= Protein structure database =

In biology, a protein structure database is a database that is modeled around the various experimentally determined protein structures. The aim of most protein structure databases is to organize and annotate the protein structures, providing the biological community access to the experimental data in a useful way. Data included in protein structure databases often includes three-dimensional coordinates as well as experimental information, such as unit cell dimensions and angles for x-ray crystallography determined structures. Though most instances, in this case either proteins or a specific structure determinations of a protein, also contain sequence information and some databases even provide means for performing sequence based queries, the primary attribute of a structure database is structural information, whereas sequence databases focus on sequence information, and contain no structural information for the majority of entries. Protein structure databases are critical for many efforts in computational biology such as structure based drug design, both in developing the computational methods used and in providing a large experimental dataset used by some methods to provide insights about the function of a protein.

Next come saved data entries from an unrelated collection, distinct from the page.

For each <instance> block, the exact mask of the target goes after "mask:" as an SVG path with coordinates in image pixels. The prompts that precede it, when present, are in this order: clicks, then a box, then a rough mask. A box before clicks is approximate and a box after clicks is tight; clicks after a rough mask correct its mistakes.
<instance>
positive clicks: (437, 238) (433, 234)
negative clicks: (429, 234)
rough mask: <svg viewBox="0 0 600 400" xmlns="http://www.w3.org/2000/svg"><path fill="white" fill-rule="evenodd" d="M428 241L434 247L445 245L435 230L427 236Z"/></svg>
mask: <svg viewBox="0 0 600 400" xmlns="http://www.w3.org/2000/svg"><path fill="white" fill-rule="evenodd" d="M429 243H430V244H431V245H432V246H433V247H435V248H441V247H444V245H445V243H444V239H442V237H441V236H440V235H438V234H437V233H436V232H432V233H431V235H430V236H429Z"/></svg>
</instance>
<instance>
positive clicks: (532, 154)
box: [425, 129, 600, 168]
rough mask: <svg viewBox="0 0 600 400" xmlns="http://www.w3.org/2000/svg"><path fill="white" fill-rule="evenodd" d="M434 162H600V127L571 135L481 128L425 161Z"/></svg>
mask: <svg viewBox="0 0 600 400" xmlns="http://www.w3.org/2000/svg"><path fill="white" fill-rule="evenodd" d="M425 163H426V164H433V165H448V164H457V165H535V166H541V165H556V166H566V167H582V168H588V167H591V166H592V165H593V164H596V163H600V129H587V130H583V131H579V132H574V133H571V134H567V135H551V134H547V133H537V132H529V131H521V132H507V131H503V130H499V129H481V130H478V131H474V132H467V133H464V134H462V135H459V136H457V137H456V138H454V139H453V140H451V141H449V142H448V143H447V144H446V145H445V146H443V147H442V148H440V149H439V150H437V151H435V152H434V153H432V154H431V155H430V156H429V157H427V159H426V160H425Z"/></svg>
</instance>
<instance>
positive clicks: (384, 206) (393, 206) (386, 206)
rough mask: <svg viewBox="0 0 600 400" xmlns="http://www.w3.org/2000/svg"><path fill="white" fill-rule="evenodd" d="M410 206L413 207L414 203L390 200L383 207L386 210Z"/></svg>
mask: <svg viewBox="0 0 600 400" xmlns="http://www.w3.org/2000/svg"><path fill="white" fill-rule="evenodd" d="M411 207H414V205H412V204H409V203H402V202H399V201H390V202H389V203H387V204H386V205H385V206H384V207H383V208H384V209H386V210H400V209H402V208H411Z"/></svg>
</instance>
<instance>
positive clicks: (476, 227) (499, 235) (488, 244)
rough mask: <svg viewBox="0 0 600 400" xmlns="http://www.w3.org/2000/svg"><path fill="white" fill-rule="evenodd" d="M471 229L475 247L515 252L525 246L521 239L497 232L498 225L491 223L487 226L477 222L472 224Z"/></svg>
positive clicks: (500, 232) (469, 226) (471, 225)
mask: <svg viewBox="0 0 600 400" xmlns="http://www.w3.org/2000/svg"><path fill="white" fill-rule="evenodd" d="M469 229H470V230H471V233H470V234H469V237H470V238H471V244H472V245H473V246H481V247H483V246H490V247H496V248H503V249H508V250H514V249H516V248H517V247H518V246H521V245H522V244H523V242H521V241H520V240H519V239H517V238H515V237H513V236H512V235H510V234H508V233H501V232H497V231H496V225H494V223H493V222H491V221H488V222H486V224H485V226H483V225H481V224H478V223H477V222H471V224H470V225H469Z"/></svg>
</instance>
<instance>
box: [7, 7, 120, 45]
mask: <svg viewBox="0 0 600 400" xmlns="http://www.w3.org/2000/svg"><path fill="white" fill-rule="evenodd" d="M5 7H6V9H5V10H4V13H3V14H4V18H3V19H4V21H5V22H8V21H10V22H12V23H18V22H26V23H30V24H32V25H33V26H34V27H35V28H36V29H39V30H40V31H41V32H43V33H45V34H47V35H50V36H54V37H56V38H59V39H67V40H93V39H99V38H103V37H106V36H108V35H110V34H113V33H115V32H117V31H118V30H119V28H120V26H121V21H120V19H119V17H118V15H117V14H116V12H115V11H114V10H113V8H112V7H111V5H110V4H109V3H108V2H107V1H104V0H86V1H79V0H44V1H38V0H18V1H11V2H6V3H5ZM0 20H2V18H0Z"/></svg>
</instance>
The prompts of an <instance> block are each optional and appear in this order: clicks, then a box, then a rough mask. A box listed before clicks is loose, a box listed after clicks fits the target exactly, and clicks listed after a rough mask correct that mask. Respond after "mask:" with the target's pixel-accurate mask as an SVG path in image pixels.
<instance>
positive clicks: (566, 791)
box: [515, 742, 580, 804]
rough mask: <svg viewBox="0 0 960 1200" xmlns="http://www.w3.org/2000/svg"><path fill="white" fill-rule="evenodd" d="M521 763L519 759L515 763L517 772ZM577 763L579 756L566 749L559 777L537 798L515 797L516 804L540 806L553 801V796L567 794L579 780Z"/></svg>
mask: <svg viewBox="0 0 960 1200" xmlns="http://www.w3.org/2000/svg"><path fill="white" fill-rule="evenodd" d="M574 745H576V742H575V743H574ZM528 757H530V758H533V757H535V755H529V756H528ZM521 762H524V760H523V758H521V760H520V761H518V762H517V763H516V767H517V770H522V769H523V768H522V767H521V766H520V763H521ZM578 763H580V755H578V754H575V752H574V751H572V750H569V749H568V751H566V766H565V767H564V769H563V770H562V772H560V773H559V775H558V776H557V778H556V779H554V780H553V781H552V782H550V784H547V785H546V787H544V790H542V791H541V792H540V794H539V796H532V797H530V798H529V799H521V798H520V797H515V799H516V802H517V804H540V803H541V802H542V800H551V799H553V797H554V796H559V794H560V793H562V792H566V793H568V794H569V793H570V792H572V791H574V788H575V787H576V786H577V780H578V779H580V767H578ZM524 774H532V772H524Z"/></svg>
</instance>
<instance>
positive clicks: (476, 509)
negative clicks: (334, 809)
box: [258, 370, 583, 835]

== The Protein Data Bank ==

The Protein Data Bank (PDB) was established in 1971 as the central archive of all experimentally determined protein structure data. Today the PDB is maintained by an international consortia collectively known as the Worldwide Protein Data Bank (wwPDB). The mission of the wwPDB is to maintain a single archive of macromolecular structural data that is freely and publicly available to the global community.

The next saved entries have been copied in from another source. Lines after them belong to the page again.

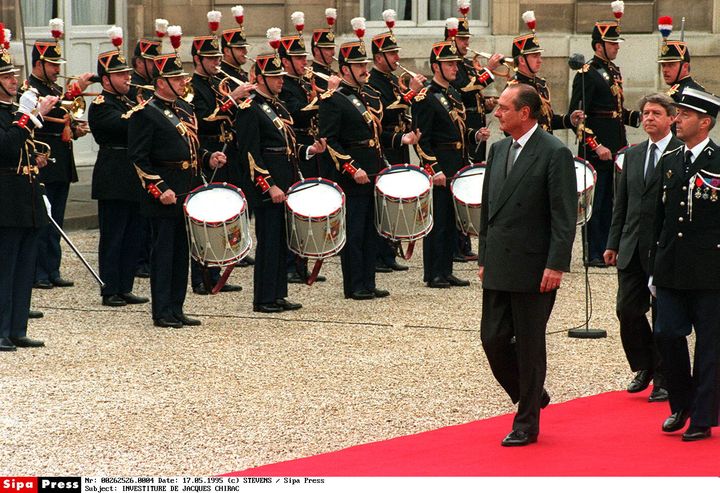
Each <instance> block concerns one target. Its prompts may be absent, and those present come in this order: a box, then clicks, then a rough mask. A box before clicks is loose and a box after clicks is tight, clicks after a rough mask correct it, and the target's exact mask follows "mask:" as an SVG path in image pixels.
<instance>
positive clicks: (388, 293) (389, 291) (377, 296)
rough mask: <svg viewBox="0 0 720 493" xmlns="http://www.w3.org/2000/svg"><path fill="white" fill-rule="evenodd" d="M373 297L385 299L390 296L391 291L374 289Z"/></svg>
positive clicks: (373, 291)
mask: <svg viewBox="0 0 720 493" xmlns="http://www.w3.org/2000/svg"><path fill="white" fill-rule="evenodd" d="M373 295H375V297H376V298H385V297H386V296H390V291H388V290H387V289H378V288H375V289H373Z"/></svg>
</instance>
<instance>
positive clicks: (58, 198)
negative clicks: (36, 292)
mask: <svg viewBox="0 0 720 493" xmlns="http://www.w3.org/2000/svg"><path fill="white" fill-rule="evenodd" d="M69 193H70V183H67V182H54V183H48V184H47V185H45V195H47V198H48V200H49V201H50V206H51V208H52V212H51V214H52V217H53V219H55V222H56V223H58V226H60V227H61V228H62V226H63V221H64V220H65V206H66V205H67V198H68V194H69ZM61 259H62V251H61V250H60V233H58V232H57V230H56V229H55V226H53V225H52V224H48V225H47V226H44V227H43V228H42V230H41V232H40V240H39V245H38V260H37V269H36V271H35V280H36V281H52V280H53V279H57V278H58V277H60V261H61Z"/></svg>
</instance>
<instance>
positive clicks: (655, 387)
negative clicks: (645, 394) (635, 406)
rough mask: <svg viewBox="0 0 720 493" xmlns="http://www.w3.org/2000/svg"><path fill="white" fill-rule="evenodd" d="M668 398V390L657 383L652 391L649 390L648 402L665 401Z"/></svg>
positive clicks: (662, 401) (665, 400)
mask: <svg viewBox="0 0 720 493" xmlns="http://www.w3.org/2000/svg"><path fill="white" fill-rule="evenodd" d="M669 398H670V394H668V391H667V390H666V389H664V388H662V387H658V386H657V385H656V386H654V387H653V391H652V392H650V397H648V402H665V401H666V400H668V399H669Z"/></svg>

== List of other protein structure databases ==
Because the PDB releases data into the public domain, the data has been used in various other protein structure databases.

Examples of protein structure databases include (in alphabetical order);
- Database of Macromolecular Movements
  describes the motions that occur in proteins and other macromolecules, particularly using movies
- Dynameomics
  a data warehouse of molecular dynamics simulations and analyses of proteins representing all known protein fold families
- JenaLib
  the Jena Library of Biological Macromolecules is aimed at a better dissemination of information on three-dimensional biopolymer structures with an emphasis on visualization and analysis.
- ModBase
  a database of three-dimensional protein models calculated by comparative modeling
- OCA
  a browser-database for protein structure/function - The OCA integrates information from KEGG, OMIM, PDBselect, Pfam, PubMed, SCOP, SwissProt, and others.
- OPM
  provides spatial positions of protein three-dimensional structures with respect to the lipid bilayer.
- PDB Lite
  derived from OCA, PDB Lite was provided to make it as easy as possible to find and view a macromolecule within the PDB
- PDBsum
  provides an overview macromolecular structures in the PDB, giving schematic diagrams of the molecules in each structure and of the interactions between them
- PDBTM
  the Protein Data Bank of Transmembrane Proteins — a selection of the PDB.
- PDBWiki
  a community annotated knowledge base of biological molecular structures
- ProtCID
  The Protein Common Interface Database (ProtCID) is a database of similar protein–protein interfaces in crystal structures of homologous proteins.
- Protein
  the NIH protein database, a collection of sequences from several sources, including translations from annotated coding regions in GenBank, RefSeq and Third Party Annotation, as well as records from SwissProt, PIR, PRF, and PDB
- Proteopedia
  the collaborative, 3D encyclopedia of proteins and other molecules. A wiki that contains a page for every entry in the PDB (>100,000 pages), with a Jmol view that highlights functional sites and ligands. Offers an easy-to-use scene-authoring tool so you don't have to learn Jmol script language to create customized molecular scenes. Custom scenes are easily attached to "green links" in descriptive text that display those scenes in Jmol.
- ProteinLounge
  a protein databases that includes visuals of protein structure. Also, includes protein pathways and gene sequences including other tools.
- SCOP
  the Structural Classification of Proteins a detailed and comprehensive description of the structural and evolutionary relationships between all proteins whose structure is known.
- SWISS-MODEL Repository
  a database of annotated protein models calculated by homology modeling
- TOPSAN
  the Open Protein Structure Annotation Network — a wiki designed to collect, share and distribute information about protein three-dimensional structures.